Come Corona sia arrivato a accumulare anni su anni di galera a forza di piccoli reati, è noto. Sono stati processi regolari, confermati in tre gradi di giudizio anche quando - come nel caso della presunta estorsione allo juventino David Trezeguet - la pena inflitta appariva vistosamente fuori misura. Di fatto, le conseguenze dei suoi errori hanno inghiottito Corona un po' per volta.
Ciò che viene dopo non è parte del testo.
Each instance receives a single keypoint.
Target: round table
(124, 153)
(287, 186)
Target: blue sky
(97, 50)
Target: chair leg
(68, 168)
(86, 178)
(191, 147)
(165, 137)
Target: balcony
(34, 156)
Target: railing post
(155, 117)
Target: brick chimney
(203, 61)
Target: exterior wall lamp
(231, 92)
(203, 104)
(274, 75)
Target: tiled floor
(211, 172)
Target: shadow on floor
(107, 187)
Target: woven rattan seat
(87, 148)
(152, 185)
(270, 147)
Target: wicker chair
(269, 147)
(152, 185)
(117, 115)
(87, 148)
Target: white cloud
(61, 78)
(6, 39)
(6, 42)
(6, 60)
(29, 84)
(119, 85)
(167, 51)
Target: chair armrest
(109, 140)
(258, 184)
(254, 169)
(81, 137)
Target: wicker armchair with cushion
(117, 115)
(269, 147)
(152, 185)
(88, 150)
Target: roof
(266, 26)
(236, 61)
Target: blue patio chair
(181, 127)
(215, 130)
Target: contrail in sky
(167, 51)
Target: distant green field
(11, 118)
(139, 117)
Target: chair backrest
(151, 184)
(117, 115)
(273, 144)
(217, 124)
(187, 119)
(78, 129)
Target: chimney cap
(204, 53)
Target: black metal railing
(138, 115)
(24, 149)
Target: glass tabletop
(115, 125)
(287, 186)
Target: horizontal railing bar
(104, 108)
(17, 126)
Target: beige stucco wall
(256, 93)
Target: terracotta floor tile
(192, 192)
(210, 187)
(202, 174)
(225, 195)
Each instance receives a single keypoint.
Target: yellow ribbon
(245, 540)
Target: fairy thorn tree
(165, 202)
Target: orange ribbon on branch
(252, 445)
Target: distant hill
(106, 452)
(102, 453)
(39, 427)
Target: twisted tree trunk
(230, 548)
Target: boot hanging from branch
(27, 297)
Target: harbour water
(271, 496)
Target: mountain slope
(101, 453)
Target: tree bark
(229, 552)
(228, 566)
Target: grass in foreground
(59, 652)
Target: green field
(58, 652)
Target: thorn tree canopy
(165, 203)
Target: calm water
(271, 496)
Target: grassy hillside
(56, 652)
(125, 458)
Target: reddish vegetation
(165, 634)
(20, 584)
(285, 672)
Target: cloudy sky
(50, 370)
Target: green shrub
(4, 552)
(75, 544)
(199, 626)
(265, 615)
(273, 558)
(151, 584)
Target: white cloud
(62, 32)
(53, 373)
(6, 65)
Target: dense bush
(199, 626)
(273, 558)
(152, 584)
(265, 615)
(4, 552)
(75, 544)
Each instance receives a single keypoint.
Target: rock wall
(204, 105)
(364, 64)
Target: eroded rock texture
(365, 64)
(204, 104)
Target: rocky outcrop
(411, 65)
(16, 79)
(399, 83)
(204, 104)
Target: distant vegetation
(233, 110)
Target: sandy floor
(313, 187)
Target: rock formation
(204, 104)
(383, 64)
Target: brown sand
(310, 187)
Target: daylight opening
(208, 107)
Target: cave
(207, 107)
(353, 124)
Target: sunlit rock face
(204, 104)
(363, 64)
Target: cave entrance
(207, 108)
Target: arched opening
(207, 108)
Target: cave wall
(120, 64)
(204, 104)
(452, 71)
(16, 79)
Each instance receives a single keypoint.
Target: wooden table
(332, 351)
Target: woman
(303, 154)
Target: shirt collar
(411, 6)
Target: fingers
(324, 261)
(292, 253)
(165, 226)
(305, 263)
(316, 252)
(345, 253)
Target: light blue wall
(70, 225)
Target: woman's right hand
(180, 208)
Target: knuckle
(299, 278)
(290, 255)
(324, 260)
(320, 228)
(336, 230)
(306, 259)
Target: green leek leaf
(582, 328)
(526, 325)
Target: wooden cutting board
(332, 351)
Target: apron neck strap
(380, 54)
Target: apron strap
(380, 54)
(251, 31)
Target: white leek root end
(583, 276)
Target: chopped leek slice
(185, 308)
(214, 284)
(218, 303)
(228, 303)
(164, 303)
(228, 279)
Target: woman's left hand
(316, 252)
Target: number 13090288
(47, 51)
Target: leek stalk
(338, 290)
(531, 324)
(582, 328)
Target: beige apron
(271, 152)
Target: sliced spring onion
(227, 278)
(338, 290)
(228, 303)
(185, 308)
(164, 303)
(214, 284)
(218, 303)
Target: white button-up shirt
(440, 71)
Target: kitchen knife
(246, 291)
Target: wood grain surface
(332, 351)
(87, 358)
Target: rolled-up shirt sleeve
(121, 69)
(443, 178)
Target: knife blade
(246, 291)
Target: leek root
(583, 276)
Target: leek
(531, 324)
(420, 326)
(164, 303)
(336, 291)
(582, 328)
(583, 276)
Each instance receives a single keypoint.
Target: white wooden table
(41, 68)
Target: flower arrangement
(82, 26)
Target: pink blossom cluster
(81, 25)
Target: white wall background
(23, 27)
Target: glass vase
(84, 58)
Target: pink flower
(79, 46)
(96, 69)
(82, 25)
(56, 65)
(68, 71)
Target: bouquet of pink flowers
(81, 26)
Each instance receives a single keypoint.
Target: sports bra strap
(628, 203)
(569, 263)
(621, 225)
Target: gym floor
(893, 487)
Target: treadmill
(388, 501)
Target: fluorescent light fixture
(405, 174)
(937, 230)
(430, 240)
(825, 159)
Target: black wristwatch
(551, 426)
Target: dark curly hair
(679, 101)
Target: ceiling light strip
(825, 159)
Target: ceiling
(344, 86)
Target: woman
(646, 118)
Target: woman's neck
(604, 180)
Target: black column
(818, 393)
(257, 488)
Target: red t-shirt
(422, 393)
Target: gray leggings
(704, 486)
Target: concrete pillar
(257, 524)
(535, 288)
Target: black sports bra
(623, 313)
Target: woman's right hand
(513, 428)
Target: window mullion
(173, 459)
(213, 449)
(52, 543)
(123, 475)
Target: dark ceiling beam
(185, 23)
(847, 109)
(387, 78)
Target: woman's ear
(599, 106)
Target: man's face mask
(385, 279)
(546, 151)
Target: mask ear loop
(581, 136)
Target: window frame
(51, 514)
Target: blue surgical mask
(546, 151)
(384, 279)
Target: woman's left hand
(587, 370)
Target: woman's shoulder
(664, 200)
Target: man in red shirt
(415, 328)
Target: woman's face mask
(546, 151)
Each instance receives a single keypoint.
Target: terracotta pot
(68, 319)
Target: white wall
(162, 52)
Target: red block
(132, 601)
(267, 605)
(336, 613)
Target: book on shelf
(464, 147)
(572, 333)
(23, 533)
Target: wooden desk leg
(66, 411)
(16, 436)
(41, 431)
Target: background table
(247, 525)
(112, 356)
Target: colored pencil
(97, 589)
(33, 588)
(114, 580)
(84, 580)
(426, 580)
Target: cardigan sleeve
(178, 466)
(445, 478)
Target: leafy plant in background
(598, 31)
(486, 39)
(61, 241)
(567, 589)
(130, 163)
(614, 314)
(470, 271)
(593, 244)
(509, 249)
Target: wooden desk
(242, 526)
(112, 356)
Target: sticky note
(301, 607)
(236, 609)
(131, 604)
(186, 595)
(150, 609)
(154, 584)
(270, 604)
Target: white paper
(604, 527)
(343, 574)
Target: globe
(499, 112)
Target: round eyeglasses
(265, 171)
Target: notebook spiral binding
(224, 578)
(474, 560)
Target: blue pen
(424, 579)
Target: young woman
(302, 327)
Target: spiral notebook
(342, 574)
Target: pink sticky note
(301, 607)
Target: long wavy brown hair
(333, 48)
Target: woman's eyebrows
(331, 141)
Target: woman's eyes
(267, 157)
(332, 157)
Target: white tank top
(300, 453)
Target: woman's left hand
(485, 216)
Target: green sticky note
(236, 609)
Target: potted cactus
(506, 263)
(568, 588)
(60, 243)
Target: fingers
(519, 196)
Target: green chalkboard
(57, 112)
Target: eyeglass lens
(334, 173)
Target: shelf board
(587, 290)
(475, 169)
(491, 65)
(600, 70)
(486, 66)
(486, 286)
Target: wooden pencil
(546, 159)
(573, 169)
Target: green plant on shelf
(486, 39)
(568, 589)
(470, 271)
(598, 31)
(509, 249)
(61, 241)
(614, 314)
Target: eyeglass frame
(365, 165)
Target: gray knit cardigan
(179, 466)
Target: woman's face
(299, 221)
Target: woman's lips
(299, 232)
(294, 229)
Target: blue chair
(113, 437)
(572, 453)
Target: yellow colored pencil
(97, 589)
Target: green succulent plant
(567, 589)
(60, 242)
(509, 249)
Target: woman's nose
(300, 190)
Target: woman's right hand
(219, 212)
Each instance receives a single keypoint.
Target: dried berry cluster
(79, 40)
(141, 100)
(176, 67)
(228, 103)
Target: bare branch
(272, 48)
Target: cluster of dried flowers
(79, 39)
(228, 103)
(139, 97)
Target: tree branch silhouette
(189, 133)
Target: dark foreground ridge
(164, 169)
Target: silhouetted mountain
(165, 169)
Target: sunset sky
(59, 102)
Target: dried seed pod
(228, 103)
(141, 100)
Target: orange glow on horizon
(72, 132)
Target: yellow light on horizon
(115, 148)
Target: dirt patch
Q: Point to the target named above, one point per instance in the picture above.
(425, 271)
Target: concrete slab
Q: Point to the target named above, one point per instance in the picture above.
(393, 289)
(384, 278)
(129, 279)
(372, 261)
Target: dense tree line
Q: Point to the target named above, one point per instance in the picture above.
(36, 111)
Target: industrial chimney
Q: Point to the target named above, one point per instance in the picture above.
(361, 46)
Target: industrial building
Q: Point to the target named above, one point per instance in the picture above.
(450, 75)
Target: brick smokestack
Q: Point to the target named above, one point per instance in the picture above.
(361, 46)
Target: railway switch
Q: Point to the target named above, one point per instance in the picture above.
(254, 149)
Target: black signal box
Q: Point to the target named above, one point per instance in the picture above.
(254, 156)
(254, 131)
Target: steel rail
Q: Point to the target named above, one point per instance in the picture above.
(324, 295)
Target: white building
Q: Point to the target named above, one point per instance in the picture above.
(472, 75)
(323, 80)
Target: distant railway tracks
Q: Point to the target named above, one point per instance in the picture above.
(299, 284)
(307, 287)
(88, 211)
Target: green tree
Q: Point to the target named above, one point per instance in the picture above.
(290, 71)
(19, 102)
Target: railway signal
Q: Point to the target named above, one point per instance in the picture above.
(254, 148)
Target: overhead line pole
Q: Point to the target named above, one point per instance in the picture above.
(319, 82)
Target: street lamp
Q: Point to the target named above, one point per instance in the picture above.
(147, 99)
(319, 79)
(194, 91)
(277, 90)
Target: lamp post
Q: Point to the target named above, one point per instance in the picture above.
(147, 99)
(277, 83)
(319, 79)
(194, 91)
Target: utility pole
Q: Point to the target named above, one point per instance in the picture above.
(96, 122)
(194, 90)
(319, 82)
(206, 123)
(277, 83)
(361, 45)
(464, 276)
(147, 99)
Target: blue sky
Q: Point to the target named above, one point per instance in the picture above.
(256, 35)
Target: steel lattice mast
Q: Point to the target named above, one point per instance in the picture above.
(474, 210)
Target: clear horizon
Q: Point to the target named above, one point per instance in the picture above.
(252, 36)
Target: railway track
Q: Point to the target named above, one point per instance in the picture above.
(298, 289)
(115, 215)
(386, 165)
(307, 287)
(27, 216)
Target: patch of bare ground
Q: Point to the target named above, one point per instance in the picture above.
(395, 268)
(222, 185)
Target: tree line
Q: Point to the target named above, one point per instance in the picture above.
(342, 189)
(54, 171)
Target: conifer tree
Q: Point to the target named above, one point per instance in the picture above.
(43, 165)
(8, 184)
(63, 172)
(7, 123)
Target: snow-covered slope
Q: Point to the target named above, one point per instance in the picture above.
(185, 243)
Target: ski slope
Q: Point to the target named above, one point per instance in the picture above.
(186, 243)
Ma adesso è tardi per tirarsene fuori, e i giudici del tribunale di sorveglianza non possono usare l'alibi della sofferenza psichica per mitigare sentenze troppo dure, ma ormai definitive.
I difensori di Corona lo sanno, e per questo tornano a battere sul tasto della grazia da parte del presidente della Repubblica, già chiesta a Napolitano e destinata a venire ripresentata al futuro inquilino del Quirinale.
Sanno anche che una grazia totale sarebbe impensabile, perché tra i reati di Corona ce ne sono alcuni - dalla bancarotta al porto di pallottole alla corruzione - di cui è impossibile negare la gravità sociale. Così l'obiettivo è che il capo dello Stato dichiari espiata la pena per estorsione a Trezeguet, l'unica che impedisce a Corona di chiedere alcuni benefici carcerari. Se non libero, potrebbe diventare almeno semilibero.